Fig 8. Aromatic β-catenin/Arm mutants partially rescues an arm loss-of-function allele.

(A) Ventral side of a cuticle from a Drosophila embryo containing the P[Da-Gal4] transgene. Phenotype is indistinguishable from wild-type. (B) Cuticle of an amorphic arm mutant (arm⁴), displaying a classic Wg loss-of-function phenotype. (C) Cuticle of an arm mutant embryo containing P[Da-Gal4] and P[UAS-Arm*]. This combination results in nearly complete rescue of the size, head and posterior and lawn of denticle arm phenotype with 100% penetrance. (D–H), Cuticles of arm mutants embryos containing P[Da-Gal4] and either P[UAS-aroN] (D), P[UAS-aroNcons] (E), P[UAS-aroC] (F), P[UAS-aroCcons] (G), or P[UAS-aroNC] (H). These embryos have rescued the size, head and posterior phenotypes, but not the ectopic denticles.
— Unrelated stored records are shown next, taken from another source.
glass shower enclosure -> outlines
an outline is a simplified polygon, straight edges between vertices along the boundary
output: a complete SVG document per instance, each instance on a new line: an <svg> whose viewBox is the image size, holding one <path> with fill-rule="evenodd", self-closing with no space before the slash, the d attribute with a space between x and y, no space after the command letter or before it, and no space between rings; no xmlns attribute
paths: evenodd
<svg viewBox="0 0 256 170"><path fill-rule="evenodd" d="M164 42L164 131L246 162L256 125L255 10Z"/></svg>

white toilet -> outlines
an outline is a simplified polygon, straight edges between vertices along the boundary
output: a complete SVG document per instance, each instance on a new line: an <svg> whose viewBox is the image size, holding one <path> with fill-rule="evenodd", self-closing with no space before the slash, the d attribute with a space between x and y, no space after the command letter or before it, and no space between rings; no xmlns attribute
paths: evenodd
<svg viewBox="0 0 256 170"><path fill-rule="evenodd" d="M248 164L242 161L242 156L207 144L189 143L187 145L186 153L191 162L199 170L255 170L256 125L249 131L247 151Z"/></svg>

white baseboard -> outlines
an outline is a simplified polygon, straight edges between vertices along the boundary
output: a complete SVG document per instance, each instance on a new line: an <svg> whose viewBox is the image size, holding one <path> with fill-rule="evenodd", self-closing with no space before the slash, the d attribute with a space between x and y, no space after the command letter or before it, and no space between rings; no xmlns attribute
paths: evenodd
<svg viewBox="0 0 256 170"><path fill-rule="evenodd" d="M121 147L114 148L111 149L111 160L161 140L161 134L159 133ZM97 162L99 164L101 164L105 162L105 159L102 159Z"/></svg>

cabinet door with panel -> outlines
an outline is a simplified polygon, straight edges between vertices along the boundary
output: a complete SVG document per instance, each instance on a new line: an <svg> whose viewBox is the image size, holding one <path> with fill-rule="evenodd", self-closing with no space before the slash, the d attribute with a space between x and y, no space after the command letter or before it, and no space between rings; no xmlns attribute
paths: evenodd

Fig 9. Heterologous IDRs rescue the in vitro droplet formation of an N-terminal β-catenin deletion mutant.

(A) Cartoon representation of the eGFP-β-catenin* protein, ΔN (amino acids 1–151 deleted), Sept4 (119 amino acids from the Septin4 IDR), aroSept4 (Sept4 IDR with 11 aromatic amino acid mutations), and SNX18 (139 amino acids from the SNX18 IDR). (B) Representative images from a concentration series in vitro droplet formation assay with the indicated mutants. Droplet assays were performed in 300 mM NaCl and 10% PEG-8000. Scale bar = 20 μm. (C) Insets from the highlighted regions of panel B. IDR, intrinsically disordered region.

Fig 10. Heterologous IDRs can rescue the activity of an N-terminal β-catenin deletion mutant.

(A) TopFlash luciferase reporter activity induced by β-catenin* or the aromatic mutant constructs in HEK293T β-catenin KO cells. Cells were transfected with separate plasmids encoding the reporter gene and the FLAG-β-catenin mutant constructs or pcDNA3.1 as a negative control. Corresponding western blots show expression of the FLAG-β-catenin mutant constructs. Data are plotted as mean ± SD (n = 3). (B) Quantification of western blots from 3 independent replicate experiments for (A). (C) Micrographs of adult Drosophila eyes containing the indicated transgenes. (D) Quantification of adult Drosophila eye area. Data are presented as mean ± SD (n = 8). Summary data displayed in Fig 10 can be found in S1 Data. IDR, intrinsically disordered region.